History and Physical Evaluation

  • In many cases, the source of arsenic exposure cannot be identified.

The source of exposure is identified in fewer than 50% of arsenic poisonings; however, a careful history and physical examination may improve these statistics. Because arsenic intoxication may affect multiple organ systems, a complete physical examination is imperative. In chronic ingestion, particular clues to arsenic poisoning may be provided by dermatologic and neurologic findings. The medical history should include: occupational history, diet, residential history (proximity to smelters, other industry, and hazardous waste sites), smoking history, condition of household, pets, hobbies (including use of pesticides or herbicides in farming or gardening), medications (including folk or naturopathic medications), source of drinking water, and home heating methods (wood-burning stoves and fireplaces).


Signs and Symptoms

Acute Exposure

Acute arsenic poisoning rarely occurs in the workplace today; it usually results from unintentional ingestion, suicide, or homicide.

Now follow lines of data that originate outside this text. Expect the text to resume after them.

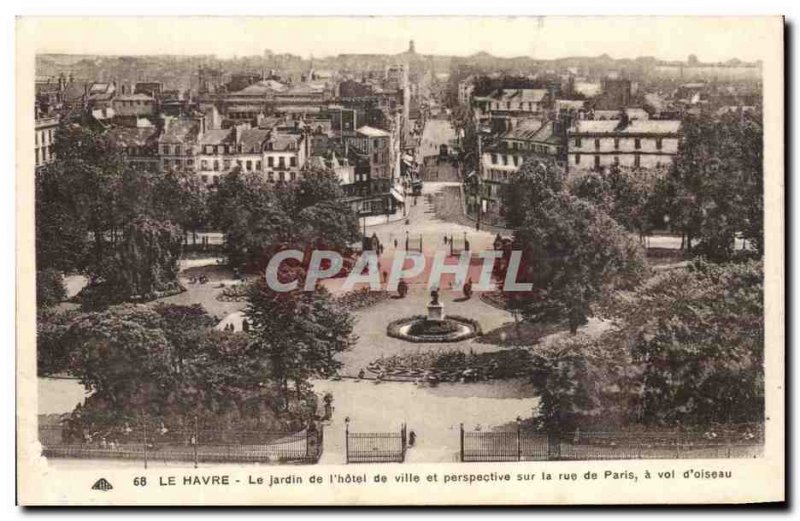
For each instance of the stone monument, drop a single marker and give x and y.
(435, 308)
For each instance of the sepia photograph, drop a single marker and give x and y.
(534, 250)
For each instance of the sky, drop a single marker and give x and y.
(711, 39)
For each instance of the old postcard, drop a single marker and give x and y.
(400, 261)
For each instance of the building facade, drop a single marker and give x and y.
(596, 144)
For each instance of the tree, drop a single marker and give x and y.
(181, 197)
(573, 253)
(185, 327)
(144, 262)
(324, 218)
(699, 334)
(687, 349)
(537, 180)
(79, 194)
(624, 195)
(714, 189)
(259, 219)
(298, 332)
(251, 216)
(122, 354)
(50, 288)
(52, 350)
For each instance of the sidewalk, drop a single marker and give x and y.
(375, 220)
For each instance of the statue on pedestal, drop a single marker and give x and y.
(435, 308)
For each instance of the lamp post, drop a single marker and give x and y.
(347, 439)
(479, 181)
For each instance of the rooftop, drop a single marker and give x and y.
(217, 137)
(252, 139)
(524, 95)
(372, 132)
(525, 129)
(134, 97)
(132, 137)
(652, 126)
(180, 130)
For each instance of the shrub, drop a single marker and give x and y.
(50, 288)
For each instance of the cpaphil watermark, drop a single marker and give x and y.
(381, 271)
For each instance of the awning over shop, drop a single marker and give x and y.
(397, 195)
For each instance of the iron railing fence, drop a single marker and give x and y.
(526, 445)
(375, 447)
(165, 444)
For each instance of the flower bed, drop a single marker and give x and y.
(397, 329)
(362, 298)
(234, 293)
(455, 365)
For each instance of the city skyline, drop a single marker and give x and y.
(544, 38)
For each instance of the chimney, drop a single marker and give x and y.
(624, 120)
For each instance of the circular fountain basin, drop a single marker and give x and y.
(421, 329)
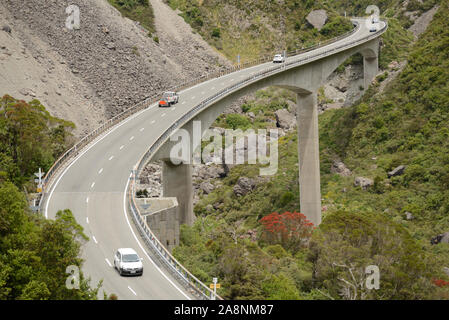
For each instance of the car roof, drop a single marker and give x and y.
(127, 251)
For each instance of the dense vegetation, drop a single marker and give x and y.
(407, 124)
(253, 28)
(137, 10)
(34, 252)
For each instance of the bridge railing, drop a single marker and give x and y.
(195, 284)
(197, 288)
(147, 233)
(74, 150)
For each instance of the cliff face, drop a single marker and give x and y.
(93, 73)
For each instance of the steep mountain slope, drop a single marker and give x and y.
(253, 28)
(92, 73)
(389, 222)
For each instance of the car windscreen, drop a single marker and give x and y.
(130, 258)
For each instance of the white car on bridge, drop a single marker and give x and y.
(127, 261)
(279, 58)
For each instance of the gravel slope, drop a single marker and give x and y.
(91, 74)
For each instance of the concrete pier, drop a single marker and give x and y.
(177, 182)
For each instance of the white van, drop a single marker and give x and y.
(127, 261)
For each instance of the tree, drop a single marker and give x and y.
(290, 229)
(346, 243)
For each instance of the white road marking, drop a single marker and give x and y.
(90, 147)
(132, 291)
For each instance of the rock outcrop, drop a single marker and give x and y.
(285, 119)
(317, 18)
(362, 182)
(396, 171)
(243, 186)
(340, 168)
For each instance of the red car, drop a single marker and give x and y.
(168, 98)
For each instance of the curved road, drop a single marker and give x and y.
(93, 187)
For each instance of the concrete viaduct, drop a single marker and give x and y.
(94, 178)
(304, 79)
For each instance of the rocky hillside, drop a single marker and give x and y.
(384, 173)
(254, 28)
(90, 74)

The fatal dose of ingested arsenic in humans is difficult to determine from case reports and depends upon many factors (e.g., solubility, valence state, etc.). The minimal lethal dose is in the range of 50 to 300 mg. The signs and symptoms of acute arsenic poisoning include the following:

  • Gastrointestinal: severe abdominal pain, nausea and vomiting, and bloody or rice-water diarrhea
  • Cardiovascular and respiratory: hypotension, shock; ventricular arrhythmia; congestive heart failure; and pulmonary edema
  • Neurologic: light-headedness; headache; weakness, lethargy; delirium; encephalopathy; convulsions; coma; and sensorimotor peripheral neuropathy
  • Hepatic and renal: elevated liver enzymes; hematuria, oliguria, proteinuria; and acute tubular necrosis, renal cortical necrosis
  • Hematologic: anemia, leukopenia, thrombocytopenia, and disseminated intravascular coagulation
  • Other: rhabdomyalysis, garlic odor on the breath, and delayed appearance of Mees lines.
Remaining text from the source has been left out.